Simms: I came in some time in the fourth quarter, when there was already like a 30-point lead, and I just did some goofy slam dunks that mostly bounced off the rim right outta my hands. It’s pretty nice to take credit for a win that I really didn’t have to work for.
MT: I asked about contemporary fixations on punk, but what about the contemporary music scene, overall, around here?
Matt: Well, what you’re not grasping here is that most of these groups, these “bands,” are nothing more than a bunch of young scientists conducting sonic mind-control experiments on the populace-at-large via “websites” such as Soundcloud or Huffington Post, and Feelings falls squarely within this tradition.

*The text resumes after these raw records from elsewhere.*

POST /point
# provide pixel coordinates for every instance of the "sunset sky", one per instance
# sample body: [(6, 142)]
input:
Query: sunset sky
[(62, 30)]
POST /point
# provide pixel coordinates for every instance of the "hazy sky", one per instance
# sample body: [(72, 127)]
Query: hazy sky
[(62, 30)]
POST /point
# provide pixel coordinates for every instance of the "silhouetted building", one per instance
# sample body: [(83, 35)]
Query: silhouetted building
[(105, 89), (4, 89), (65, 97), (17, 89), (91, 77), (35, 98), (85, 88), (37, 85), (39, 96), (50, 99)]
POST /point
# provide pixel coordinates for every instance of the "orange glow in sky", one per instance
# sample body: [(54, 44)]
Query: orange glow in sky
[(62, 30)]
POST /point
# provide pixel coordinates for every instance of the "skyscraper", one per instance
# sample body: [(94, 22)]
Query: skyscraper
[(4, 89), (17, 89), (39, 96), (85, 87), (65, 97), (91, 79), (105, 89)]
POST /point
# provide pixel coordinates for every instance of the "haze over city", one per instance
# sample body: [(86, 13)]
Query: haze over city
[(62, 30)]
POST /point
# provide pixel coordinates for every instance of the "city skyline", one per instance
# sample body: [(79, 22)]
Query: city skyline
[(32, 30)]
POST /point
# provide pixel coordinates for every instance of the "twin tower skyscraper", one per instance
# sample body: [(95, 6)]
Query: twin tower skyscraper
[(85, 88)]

Simms: Everyone has a band. If you try hard enough to make friends and drill your shit into the ground, you might be able to play your music to audiences of an above-average size.
MT: Any special meaning behind the band name, Feelings?
Mark: It’s not ironic.
MATT: It is ironic.
Simms: I thought it was meant to be snarky. Like making fun of something “precious.”
Buick: If you have to ask, you wouldn’t understand.
MT: What are you working toward next?
Mark: Playing outside Detroit.
Simms: Getting big in Japan, at least …
Matt: … world domination …
Buick: … and some new recordings.
Feelings plays with Mountains and Rainbows at 9 p.m. on Friday, March 7, at the Park Bar; 2040 Park Ave., Detroit; 313-962-2933; $5.